The maize recombination landscape evolved during domestication

Authors: EPSTEIN, RUTH - Cornell University; WHEELER, JJ - Cornell University; HUBISZ, MELISSA - Cornell University; SUN, QI - Cornell University; BUKOWSKI, ROBERT - Cornell University; ZHAI, JINGJING - Cornell University; LAI, WEI-YUN - Cornell University; Buckler Iv, Edward; PAWLOWSKI, WOJTEK - Cornell University

Submitted to: bioRxiv
Publication Type: Other
Publication Acceptance Date: 11/6/2024
Publication Date: N/A
Citation: N/A
DOI: https://doi.org/10.1101/2024.11.04.621928

Interpretive Summary: ARS scientists investigated how the recombination landscape in maize evolved during its domestication from teosinte, its wild ancestor. They found that maize has a 12% higher genome-wide recombination rate, especially in gene-rich regions in the middle of chromosomes. This shift was likely driven by reduced interference between chromosome crossover events and selection on genes that regulate recombination. The increase in recombination in key genomic regions helped reduce harmful mutations and allowed beneficial traits tied to domestication to evolve more efficiently. These findings show that changes in recombination patterns were an important part of maize’s adaptation and success as a crop.
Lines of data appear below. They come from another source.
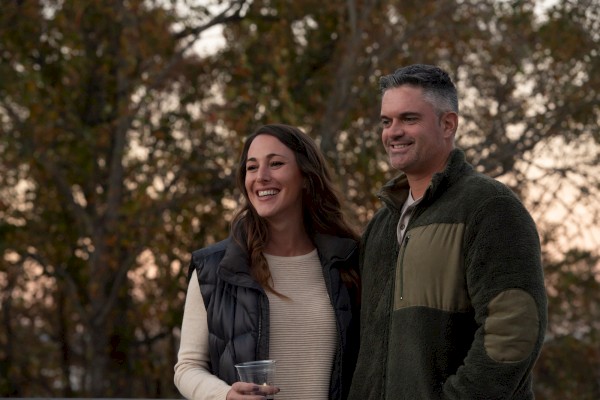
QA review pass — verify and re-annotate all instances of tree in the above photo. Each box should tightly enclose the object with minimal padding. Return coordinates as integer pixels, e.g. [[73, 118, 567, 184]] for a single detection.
[[0, 0, 245, 397], [0, 0, 600, 399]]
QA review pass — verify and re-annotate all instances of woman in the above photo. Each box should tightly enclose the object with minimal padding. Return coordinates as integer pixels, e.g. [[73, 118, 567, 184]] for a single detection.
[[175, 124, 359, 400]]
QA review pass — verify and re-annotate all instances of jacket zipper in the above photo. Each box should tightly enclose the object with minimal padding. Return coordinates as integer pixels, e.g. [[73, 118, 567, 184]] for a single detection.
[[398, 233, 410, 300]]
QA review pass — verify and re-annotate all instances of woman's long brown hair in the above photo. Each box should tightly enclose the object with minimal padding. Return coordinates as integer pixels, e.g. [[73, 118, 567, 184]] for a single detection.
[[232, 124, 359, 295]]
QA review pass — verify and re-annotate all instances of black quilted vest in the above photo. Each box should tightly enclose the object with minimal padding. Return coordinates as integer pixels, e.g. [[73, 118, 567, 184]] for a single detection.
[[190, 235, 360, 399]]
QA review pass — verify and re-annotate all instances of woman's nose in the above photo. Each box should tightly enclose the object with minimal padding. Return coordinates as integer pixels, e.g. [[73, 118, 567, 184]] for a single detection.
[[257, 167, 271, 182]]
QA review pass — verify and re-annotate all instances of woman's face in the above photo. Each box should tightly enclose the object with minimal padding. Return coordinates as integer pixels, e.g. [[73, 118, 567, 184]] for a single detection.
[[245, 134, 304, 223]]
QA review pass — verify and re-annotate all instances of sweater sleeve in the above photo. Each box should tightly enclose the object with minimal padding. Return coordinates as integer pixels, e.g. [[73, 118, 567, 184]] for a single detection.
[[444, 196, 547, 399], [174, 271, 231, 400]]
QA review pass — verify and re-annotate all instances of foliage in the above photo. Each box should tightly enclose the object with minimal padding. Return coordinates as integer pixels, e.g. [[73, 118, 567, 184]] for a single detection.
[[0, 0, 600, 399]]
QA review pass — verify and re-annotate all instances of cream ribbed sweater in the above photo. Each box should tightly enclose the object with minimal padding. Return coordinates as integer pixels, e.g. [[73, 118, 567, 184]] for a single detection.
[[175, 250, 337, 400]]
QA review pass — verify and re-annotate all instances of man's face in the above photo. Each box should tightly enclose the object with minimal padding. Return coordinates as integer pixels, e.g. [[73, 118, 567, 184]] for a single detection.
[[381, 85, 456, 179]]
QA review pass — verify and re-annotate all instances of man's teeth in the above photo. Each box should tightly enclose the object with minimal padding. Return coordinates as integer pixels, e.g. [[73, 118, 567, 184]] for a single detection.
[[258, 189, 279, 197]]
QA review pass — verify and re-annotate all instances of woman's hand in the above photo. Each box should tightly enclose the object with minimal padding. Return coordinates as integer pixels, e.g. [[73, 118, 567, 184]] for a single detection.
[[227, 382, 279, 400]]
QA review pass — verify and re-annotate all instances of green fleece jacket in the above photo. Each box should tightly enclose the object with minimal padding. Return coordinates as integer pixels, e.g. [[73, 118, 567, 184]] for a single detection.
[[349, 149, 547, 400]]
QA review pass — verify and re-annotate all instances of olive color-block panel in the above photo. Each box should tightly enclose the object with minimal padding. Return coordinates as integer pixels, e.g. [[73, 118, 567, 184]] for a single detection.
[[484, 289, 540, 362], [394, 224, 471, 312]]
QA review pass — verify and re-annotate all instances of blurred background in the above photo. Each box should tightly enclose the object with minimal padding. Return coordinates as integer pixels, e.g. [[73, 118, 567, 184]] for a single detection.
[[0, 0, 600, 399]]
Technical Abstract: Meiotic recombination is an important evolutionary process because it can increase the amount of genetic variation within populations through the breakage of unfavorable linkages and creation of novel allelic combinations. Despite the plethora of knowledge about population-level benefits of recombination and numerous theoretical studies examining how recombination rates can evolve over time, there is a lack of empirical evidence for any hypotheses that have been put forward. To alleviate this gap in knowledge, we characterized the evolution of the recombination landscape in Zea mays ssp. mays (maize) during its domestication from Zea mays ssp. parviglumis (teosinte), explored hypotheses that permitted the evolution of the maize recombination landscape and tied these alterations to changes in the genetic basis of recombination. Using experimental populations and the population genomics approach of ancestral recombination graph (ARG) inference, our data demonstrated that maize had a 12% increase in its genome-wide recombination rate during domestication. Although the maize and teosinte recombination landscapes are highly correlated, r = 0.85 at 1Mb resolution, maize has evolved to have higher recombining regions in interstitial chromosome regions, compared to teosinte which only harbors high recombining regions sub-telomerically. Our data show that the re-patterning of COs towards interstitial chromosome regions came from reduced CO interference levels within maize. Supporting the idea that CO interference is reduced within maize, we found evidence for selection acting on trans-acting recombination-modifiers that participate in the class I CO pathway or CO interference directly. Lastly, we showed that the re-patterning of COs was beneficial to maize evolution because regions that significantly increased in recombination were targeted to gene-rich regions harboring domestication related loci. Because we found regions with significant increases in recombination had a lower deleterious mutation load, compared to regions with decreases in recombination, we concluded that the domestication-related variation in these regions, in which selection acted upon during domestication, was shielded from the Hill-Robertson effect. In conclusion, the re-patterning of CO events during domestication allowed maize to adapt and evolve at a faster rate than previously understood.